While this study cannot provide information on the mechanisms that could explain the sex differences observed, we can speculate on a number of possibilities. The mechanism underlying the sex differences could occur at the level of colonisation, invasion and/or the immune response. In one study, the prevalence of carriage increased from 4.5% in infants to 23.7% in adults, and then decreased to 7.8% in 50-year olds [6]. Carriage rates in young students have been found to be more common in males in young students [7]. It is possible that cigarette smoking may facilitate the entry of the bacteria through the respiratory tract.

The major mechanism preventing dissemination of N. meningitidis from the nasopharynx in the carriage state, is immune lysis induced by serum bactericidal antibody (SBA) [46]. In the first few months of life the infant is protected by maternal antibodies [47]. Natural immunity is acquired through the development of SBA due to exposure to N. meningitidis. Sex hormones can act as important modulators of immune response to N. meningitidis. Females produce more robust cellular and humoral immune reactions and are more resistant to infections, as compared with males [48]. The male sex hormone testosterone is generally immunosuppressive, while the female sex hormone oestrogen tends to be immunoenhancing [48]. Hormonal differences are present from a very young age with transient sex-specific activation of the hypothalamic−pituitary−gonadal axis in healthy infants [49]. In general, the total oestrogenic bioactivity in pre-pubertal girls is significantly higher than in pre-pubertal boys [50].

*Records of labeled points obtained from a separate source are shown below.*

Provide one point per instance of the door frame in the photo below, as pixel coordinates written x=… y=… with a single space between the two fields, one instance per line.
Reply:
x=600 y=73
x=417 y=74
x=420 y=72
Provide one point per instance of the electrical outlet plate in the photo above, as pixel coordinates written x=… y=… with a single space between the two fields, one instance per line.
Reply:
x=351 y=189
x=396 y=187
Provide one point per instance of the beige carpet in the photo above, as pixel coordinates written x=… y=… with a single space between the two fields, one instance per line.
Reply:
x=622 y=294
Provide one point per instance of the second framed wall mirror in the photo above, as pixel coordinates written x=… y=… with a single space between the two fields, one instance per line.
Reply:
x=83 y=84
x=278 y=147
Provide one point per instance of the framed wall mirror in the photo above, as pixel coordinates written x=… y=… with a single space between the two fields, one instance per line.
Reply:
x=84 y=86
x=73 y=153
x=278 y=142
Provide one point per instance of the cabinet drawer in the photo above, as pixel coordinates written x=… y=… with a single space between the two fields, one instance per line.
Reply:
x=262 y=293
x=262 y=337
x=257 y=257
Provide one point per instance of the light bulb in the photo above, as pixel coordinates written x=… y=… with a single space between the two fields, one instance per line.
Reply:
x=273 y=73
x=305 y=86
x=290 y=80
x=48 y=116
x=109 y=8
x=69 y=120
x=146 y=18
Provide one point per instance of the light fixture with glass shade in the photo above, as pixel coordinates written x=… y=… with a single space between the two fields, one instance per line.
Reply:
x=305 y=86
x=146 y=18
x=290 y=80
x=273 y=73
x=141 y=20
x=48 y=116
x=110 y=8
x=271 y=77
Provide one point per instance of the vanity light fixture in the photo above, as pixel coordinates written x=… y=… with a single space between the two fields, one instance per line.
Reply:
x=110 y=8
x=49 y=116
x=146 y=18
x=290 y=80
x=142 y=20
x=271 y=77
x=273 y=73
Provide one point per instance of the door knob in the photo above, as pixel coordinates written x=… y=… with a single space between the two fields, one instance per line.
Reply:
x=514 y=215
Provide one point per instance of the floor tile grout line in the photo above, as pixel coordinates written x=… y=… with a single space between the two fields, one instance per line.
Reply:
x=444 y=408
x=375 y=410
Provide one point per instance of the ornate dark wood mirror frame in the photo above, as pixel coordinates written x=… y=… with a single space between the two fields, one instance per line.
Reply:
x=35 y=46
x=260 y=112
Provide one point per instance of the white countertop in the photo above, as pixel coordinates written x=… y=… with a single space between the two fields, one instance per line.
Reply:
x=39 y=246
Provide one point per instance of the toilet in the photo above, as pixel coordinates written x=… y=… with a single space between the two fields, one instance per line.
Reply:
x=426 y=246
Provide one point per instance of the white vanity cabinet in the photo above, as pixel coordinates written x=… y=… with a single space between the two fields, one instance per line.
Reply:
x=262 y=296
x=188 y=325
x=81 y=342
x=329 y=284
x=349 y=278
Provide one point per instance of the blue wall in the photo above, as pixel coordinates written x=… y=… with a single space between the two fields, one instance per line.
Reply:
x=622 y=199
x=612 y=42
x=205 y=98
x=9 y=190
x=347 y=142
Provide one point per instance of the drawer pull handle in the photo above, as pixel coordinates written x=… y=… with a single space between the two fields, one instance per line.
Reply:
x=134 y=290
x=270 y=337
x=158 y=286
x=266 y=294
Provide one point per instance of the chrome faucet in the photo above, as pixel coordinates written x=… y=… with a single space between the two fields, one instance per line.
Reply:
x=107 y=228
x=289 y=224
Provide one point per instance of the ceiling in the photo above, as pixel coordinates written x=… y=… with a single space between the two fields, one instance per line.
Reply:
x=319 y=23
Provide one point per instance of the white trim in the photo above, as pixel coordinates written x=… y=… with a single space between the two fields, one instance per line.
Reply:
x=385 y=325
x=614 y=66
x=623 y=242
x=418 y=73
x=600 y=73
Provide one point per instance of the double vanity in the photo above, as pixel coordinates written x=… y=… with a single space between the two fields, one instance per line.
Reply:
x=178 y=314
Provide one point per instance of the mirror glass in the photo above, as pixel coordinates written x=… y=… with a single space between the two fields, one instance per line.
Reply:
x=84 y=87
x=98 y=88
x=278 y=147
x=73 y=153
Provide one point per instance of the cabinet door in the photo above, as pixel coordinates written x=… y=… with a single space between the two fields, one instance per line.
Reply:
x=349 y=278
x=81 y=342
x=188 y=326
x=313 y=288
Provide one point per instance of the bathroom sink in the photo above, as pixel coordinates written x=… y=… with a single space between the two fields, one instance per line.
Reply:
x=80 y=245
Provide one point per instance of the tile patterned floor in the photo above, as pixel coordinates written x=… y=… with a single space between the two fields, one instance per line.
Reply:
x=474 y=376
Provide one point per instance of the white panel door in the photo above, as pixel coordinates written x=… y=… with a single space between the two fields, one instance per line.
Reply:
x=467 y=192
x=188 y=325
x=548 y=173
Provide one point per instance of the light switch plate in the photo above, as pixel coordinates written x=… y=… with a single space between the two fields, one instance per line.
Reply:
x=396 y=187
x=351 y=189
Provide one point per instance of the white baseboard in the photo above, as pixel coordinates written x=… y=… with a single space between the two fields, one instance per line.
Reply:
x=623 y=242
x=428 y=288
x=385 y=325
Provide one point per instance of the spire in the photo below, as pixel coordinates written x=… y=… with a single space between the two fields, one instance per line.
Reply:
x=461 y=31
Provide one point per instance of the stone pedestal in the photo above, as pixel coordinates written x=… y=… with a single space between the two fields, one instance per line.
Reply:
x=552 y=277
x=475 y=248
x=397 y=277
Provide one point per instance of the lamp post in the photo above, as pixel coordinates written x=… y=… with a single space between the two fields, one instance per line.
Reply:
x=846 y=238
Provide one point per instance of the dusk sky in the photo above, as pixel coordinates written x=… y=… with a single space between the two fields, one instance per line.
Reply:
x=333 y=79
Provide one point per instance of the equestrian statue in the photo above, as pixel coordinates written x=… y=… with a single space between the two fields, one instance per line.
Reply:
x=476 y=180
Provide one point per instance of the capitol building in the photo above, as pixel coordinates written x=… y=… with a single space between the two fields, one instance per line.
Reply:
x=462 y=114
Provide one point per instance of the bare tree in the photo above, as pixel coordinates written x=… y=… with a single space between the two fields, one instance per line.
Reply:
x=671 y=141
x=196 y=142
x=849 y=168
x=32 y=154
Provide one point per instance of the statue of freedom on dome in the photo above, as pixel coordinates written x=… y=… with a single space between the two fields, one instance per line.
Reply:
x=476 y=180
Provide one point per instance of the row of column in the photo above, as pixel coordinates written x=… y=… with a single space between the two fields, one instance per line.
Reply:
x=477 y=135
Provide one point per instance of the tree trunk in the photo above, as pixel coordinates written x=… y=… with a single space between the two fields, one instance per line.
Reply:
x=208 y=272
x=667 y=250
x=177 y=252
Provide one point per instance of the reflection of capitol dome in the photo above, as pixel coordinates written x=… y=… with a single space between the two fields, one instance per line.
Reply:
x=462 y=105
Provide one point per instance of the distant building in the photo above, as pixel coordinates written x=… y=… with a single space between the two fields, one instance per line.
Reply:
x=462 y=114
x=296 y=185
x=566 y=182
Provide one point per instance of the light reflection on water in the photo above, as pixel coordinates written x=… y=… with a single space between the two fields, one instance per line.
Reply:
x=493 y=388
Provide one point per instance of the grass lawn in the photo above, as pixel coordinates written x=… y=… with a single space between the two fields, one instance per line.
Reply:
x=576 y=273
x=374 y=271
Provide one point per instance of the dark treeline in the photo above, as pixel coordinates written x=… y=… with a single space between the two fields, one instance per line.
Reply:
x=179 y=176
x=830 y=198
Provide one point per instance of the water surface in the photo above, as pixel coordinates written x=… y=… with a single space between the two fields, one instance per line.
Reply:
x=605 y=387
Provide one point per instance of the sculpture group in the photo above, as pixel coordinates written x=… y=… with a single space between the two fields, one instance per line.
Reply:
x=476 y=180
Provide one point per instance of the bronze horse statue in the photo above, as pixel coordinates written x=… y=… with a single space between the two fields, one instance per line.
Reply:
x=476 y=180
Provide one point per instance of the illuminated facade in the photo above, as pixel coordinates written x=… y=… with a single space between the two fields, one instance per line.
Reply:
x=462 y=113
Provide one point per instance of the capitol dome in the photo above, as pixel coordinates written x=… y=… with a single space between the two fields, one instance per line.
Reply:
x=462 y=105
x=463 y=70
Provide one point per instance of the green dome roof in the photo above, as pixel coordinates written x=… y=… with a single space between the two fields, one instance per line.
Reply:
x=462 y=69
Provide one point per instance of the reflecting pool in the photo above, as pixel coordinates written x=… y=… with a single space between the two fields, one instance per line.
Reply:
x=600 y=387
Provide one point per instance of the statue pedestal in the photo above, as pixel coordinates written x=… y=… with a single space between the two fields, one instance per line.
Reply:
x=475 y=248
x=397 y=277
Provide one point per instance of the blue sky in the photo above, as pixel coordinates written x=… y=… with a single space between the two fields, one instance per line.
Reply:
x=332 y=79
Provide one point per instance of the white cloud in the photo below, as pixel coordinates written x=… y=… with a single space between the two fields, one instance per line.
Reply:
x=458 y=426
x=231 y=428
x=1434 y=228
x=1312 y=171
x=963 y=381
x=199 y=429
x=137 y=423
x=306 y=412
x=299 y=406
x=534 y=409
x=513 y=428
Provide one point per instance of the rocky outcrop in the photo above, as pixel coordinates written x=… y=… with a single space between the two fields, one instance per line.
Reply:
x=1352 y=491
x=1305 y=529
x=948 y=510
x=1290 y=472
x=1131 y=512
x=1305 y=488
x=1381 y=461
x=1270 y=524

The levels of SBA increase with age, and the infant and toddler are most susceptible when the levels are low. The lipid A moiety of lipoooligosaccharide (LOS) on the outer membrane interacts with receptors of the innate immune system [46]. It has been postulated that that variability in lipid A phosphorylation can impact on the innate immune response affecting the clinical outcome of the disease [46]. The extensive release of lipooligosaccharide (LOS) from N. meningitidis causes immune cell activation and release of proinflammatory cytokines [51]. The innate immune system expresses pattern recognition receptors (PRRs), which include the Toll-like receptors as the key factor for N. meningitidis LOS detection, evoke an intense inflammatory response [52]. All these factors could potentially be affected by sex hormones and explain, at least in part, the excess meningococcal IR observed in young males.

Genetic differences are also responsible for regulation of the immune system and may play a key role in modulating sex differences in the response to infections such as meningococcal disease [8]. Chromosome inactivation, genes escaping X chromosome inactivation, female mosaicism and heterogeneity in X chromosome inactivation patterns all contribute to differences in the immune responses between males and females at cellular and molecular levels [53].

The immune response to N. meningitidis is very much dependent on the antibody activation of the complement cascade. Deficiency of the complement cascade increases susceptibility to meningococcal disease [54]. Paradoxically, the complement system has also been shown to contribute to tissue injury [55]. Gaya da Costa M et al. [56] demonstrated significant sex differences in complement levels and functionality in the healthy population.

Conclusions

This large study has clearly demonstrated a consistent excess IR of meningococcal disease in young males, which is reversed in older adults. The mechanism remains unknown. In young children an interplay between genetic and hormonal factors could be dominant whereas in older people, exposure differences are likely to be more common. Further research on the consistent sex differences in the IR of the meningococcal disease can contribute to a better understanding of the mechanism of the disease.